In 1976, just 0.1% of players in Australia’s first grade competition were of pacific island decent. This slowly increased to 0.7% in 1986, 10% in 1996, 20.1% in 2006 and 48% in 2016. That’s a rise of almost 30% in the space of 10 years. Players of Pasifika decent are some of the most entertaining and skillful athletes that game has ever seen so is a major positive for the sport when looked at on from a macro level.
One reason for the rapid increase (and there are many reasons given this is a multifaceted subject) is that the physique of Pasifika People is very well suited to the game of Rugby League. Many Pasifika kids are strong and athletic from a very young age. They’re also often quite larger than other kids of the same age playing the game. This often gives a competitive advantage through no fault of their own. This reality has spawned a lively push for a weight over age structure in junior competitions as mums pull their kids out of the game at increasingly concerning rates.
Trials and implementation of weight for age divisions are currently being roles out all throughout New South Wales (NSW). New Zealand have had this system for quite some time now. It is hoped that this system will bear fruit over the next decade as Rugby league looks to stem the flow of young boys (particularly 13 years and older) leaving for lower contact sports.
Whether the weight for age system correlates with higher quality of halves coming through the system in future years remains to be seem. All we can do is take a snapshot of where representative teams are pulling their halves stocks from.
Whilst Queensland seem to have an endless conveyer belt of high-quality halves come though over the last decade (think Michael Morgan, Jonathan Thurston, Cooper Cronk, Ben Hunt, Ash Taylor Daley Cherry-Evans etc.) the same can’t be said about NSW who turned to James Maloney, a product of Country Rugby League (hailing from the town of Orange before moving to the Central Coast of NSW) and Nathan Cleary (who played a lot of his junior years in NZ). Cleary came through Auckland’s weight for age system before honing his skills in Penrith after his father took over the head coaching role at the Penrith Panthers.
When asked his thoughts about weight for age competitions back in 2017, Nathan Cleary backed the concept vigorously stating, “After my first ever match it was hard to even fathom playing footy because the skill aspect was out of the game,” Cleary said.
“It was all about whoever could run the hardest and tackle the hardest.
“If you’re just getting smashed all the time it’s not much fun as a little bloke.”
Tonga’s recent rise to become rugby league’s competitive fourth team has highlighted an extreme lack of depth in the teams halves stocks.
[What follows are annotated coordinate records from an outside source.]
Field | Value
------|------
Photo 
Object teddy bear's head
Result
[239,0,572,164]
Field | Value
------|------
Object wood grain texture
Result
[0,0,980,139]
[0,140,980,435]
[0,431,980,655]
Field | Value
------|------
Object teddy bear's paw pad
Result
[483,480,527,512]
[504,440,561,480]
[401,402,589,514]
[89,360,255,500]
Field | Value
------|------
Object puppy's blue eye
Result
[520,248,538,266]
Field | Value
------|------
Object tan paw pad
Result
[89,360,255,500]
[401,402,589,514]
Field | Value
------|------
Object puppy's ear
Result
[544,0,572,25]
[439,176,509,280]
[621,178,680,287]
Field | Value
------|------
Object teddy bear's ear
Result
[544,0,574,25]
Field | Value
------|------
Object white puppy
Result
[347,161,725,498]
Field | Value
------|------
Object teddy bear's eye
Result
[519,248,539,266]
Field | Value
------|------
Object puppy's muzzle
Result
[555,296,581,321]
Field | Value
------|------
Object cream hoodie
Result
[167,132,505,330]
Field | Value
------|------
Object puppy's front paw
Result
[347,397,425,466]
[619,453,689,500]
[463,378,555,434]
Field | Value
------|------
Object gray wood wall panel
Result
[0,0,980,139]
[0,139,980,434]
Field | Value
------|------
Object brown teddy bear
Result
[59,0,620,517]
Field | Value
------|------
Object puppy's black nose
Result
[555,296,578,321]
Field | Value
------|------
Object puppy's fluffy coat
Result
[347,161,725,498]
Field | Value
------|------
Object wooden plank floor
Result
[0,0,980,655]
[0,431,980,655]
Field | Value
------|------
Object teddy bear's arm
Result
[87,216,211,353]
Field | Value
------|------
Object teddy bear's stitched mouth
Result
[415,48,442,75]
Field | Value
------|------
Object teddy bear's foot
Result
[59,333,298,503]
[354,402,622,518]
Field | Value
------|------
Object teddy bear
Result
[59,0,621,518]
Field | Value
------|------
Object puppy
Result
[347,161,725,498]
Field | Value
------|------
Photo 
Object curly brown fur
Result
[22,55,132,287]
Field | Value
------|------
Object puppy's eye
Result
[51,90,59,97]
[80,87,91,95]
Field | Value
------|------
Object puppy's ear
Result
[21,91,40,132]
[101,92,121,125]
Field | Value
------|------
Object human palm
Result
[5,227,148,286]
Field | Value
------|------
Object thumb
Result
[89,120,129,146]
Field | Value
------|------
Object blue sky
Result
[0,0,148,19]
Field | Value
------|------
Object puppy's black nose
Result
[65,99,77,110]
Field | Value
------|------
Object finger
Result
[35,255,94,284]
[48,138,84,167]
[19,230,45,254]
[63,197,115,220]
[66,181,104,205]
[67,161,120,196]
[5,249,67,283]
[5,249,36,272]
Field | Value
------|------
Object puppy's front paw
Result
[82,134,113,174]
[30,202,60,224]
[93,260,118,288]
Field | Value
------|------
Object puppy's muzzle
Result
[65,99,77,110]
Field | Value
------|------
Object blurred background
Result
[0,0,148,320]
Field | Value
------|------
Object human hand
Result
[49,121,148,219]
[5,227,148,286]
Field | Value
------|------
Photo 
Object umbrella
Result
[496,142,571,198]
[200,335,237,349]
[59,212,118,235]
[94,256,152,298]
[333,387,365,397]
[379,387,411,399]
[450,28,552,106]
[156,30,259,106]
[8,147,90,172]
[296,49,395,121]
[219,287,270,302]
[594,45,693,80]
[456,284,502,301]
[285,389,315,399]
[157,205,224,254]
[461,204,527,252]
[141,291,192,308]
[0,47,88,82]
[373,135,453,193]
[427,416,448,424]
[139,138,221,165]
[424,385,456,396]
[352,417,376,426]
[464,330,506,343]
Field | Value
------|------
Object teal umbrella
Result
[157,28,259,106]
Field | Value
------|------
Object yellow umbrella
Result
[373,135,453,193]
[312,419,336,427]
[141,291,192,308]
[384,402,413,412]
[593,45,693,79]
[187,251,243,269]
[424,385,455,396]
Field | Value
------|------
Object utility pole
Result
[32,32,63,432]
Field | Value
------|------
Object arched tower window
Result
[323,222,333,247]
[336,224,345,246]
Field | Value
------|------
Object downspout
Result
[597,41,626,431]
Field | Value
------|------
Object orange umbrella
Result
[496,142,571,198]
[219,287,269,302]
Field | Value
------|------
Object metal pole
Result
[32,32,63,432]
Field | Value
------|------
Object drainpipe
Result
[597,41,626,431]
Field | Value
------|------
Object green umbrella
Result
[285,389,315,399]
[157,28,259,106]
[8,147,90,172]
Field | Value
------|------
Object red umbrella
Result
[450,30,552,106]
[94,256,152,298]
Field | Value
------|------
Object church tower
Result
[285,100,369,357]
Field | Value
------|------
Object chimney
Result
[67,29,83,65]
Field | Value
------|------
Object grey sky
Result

Tonga boast arguably the best forward pack in international rugby league but a lack of quality halves has somewhat forced their hand into relying almost solely on a power game. Ata Hingano and Tuimoala Lolohea spent large stinks of 2018 in reserve grade and lack the game management skills that are available to Australian Selectors. With Lolohea signing with England’s Leeds Rhinos, it may require Tonga to name an out of position half (I,e Will Hopoate)
New Zealand struggled with a remarkably similar issue for years, also having to rely on a power game due to lack of depth in their halves. It could be argued that Stacey Jones is an outlier here, but Jones’ brilliance often came from his ability to win a game unconventionally through a side step or a chip kick (ala Alan Langer). Whilst the depth of New Zealand halves has improved over the last decade, true game managers have been a lot harder to find. Shaun Johnson and Benji Marshall are known more for their flashes of brilliance rather their game management skills whilst NZ have relied upon stop gap solutions in Peta Hiku and Tohu Harris at times in recent years.
The reality of the situation is that halves are much more likely to be smaller in physique thus more likely to exit the game at a young age, either through lack of enjoyment of the mums of the world pulling rank.
Will a game-wide rollout of weight for age divisions solve the halves conundrum in the years to come? Quite possibly. Has the increase in Pasifika kids playing the game been for the best? Absolutely, 100 times over. We now have a competition rich in culture, talent and diversity. A temporary shortage in quality halves is a small price to pay for the skills on offer in other positions.